The conventional vehicle headlight 80 includes an elliptic group reflecting surface 81, such as a rotated elliptic surface, having a first focus f1 and a second focus f2, a light source 82 located on the first focus f1, a shading plate 83 located in the vicinity of the second focus f2, and a projection lens 84 having its focus in the vicinity of the second focus f2. Light reflected by the elliptic group reflecting surface 81 converges to the second focus f2. An image of luminous flux at the second focus f2 is projected upside-down in the illumination direction X by the projection lens 84. When the headlight 80 is placed into low-beam mode, the shading plate 83 prohibits a portion of luminous flux from converging at the second focus f2 such that a predetermined shape of a low-beam light distribution pattern for the vehicle headlight 80 is provided.

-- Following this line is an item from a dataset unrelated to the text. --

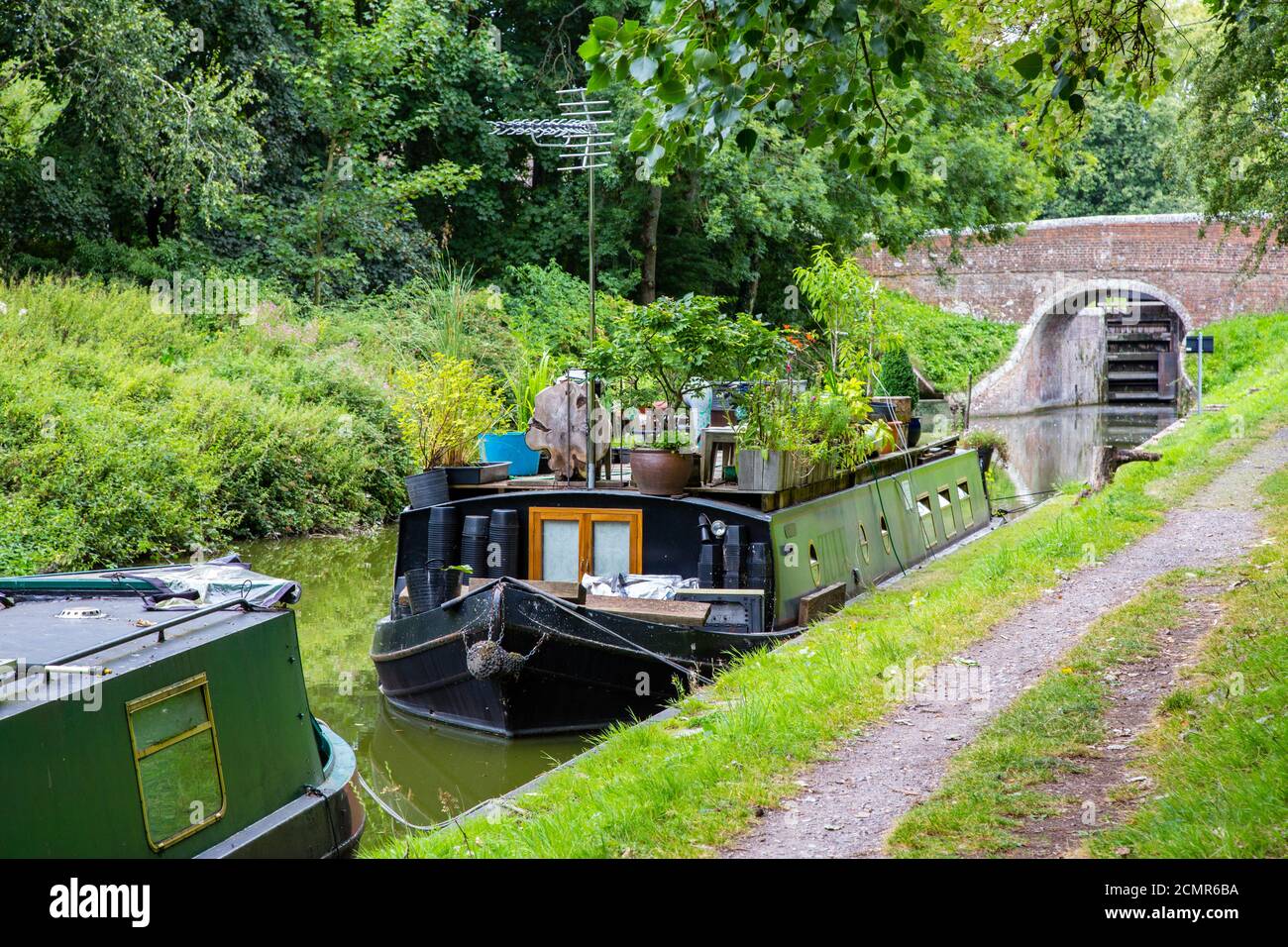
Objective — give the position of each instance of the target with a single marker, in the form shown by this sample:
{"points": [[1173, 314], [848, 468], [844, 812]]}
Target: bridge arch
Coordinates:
{"points": [[1093, 342]]}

Conventional vehicle headlights 90 and 80 have the following problems. First, the conventional vehicle headlights 90 and 80 have little design flexibility. In the conventional vehicle headlights 90 and 80, light emitted at all directions from the light source 92 or 82 is reflected into illumination direction X of the headlight 90 or 80 by the parabolic group reflecting surface 91 or the elliptic group reflecting surface 81 to determine the light distribution patterns of the headlights 90 or 80. Accordingly, either the length or width (as viewed from the front of headlights 80 or 90) must be larger than 70 mm to provide a sufficient amount of light. If either of the length or width dimensions is equal to or smaller than 70 mm, the utilization efficiency of luminous flux emitted from light source by the reflecting surfaces 91 or 81 greatly decreases, and it is substantially impossible to function as a headlight. In addition, the conventional vehicle headlights 90 and 80 include a shade 92a and a shading plate 83, respectively. The shade 92a and the shading plate 83 prohibit substantially half of the total light amount from the light sources 92 and 82. Therefore, it has been a goal with conventional lights to improve utilization efficiency of lumen output in the low-beam light distribution pattern. The low-beam light distribution is usually employed at night-time while the traveling light distribution (high-beam mode) is usually employed during the day, during a drive on the highway, or in desolate areas.
In order to resolve the aforementioned and other problems in the related art, the present invention provides a vehicle light that can include a light source, and at least one first elliptic group reflecting surface that is shaped as a substantial half of an elliptic surface, i.e., the portion that remains after either an upper or lower substantial half of the ellipse is removed. The reflector can have a longitudinal axis on an optical axis of the vehicle light and a first focus in vicinity of the light source. Two second elliptic group reflecting surfaces can be provided and shaped as substantial halves of elliptic surfaces, i.e., the portions that remain after either upper or lower substantial halves of the ellipses are cut-off (both of which substantially correspond to the shape of the first elliptic group reflecting surface). The second elliptic group reflecting surfaces can have longitudinal axes that are substantially horizontally perpendicular to the optical axis of the vehicle light and first foci located in the vicinity of the light source. The vehicle light can also include two third parabolic group reflecting surfaces, each having its optical axis in a direction parallel to the optical axis of the vehicle lamp and its focus in the vicinity of a second focus of each second elliptic group reflecting surface.